St. Louis is a city of house parties. That's what everyone did over the holiday. I've got my First Night button, but most people I've talked to have never heard of First Night despite its twenty years in St. Louis. It's an isolated block party in a city of isolated house parties.

At the beginning of the new year, we should push ourselves to step out and see new things, not stay home and spend the first day of the year recovering from a hangover. As it is, First Night is an exploration of venues not usually entered. One must look at the list of peformances and the map, and find venues perhaps unfamiliar. Yet even these are confined to the relatively small and safe Grand Center.

ArtPrize up in Grand Rapids is a scavenger hunt for art that covers the town in art and sends people looking for it based on rumors and advice from friends. They hunt down obscure oddities in parts of town they usually never frequent.

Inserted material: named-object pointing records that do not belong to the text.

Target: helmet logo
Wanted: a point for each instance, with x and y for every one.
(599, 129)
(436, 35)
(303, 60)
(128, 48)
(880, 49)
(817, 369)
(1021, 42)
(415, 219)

{a sculpture from ArtPrize in Grand Rapids, MI}

When ArtPrize is over, random pieces of art are left hanging around Grand Rapids, like this bunny in St. Louis from a previous First Night.


{a sculpture from a previous First Night in St. Louis}

Why not increase the frenzy of exploration at our First Night? Why not send people hunting for venues along the entire length of Grand? Why not leave a legacy of art, effective transportation, and better linked communities?

Let's celebrate the city as a city with city things: buses, sidewalks, and accessible streets. Big events like First Night should be a shot in the arm for the city and for Metro, not a punch in the face.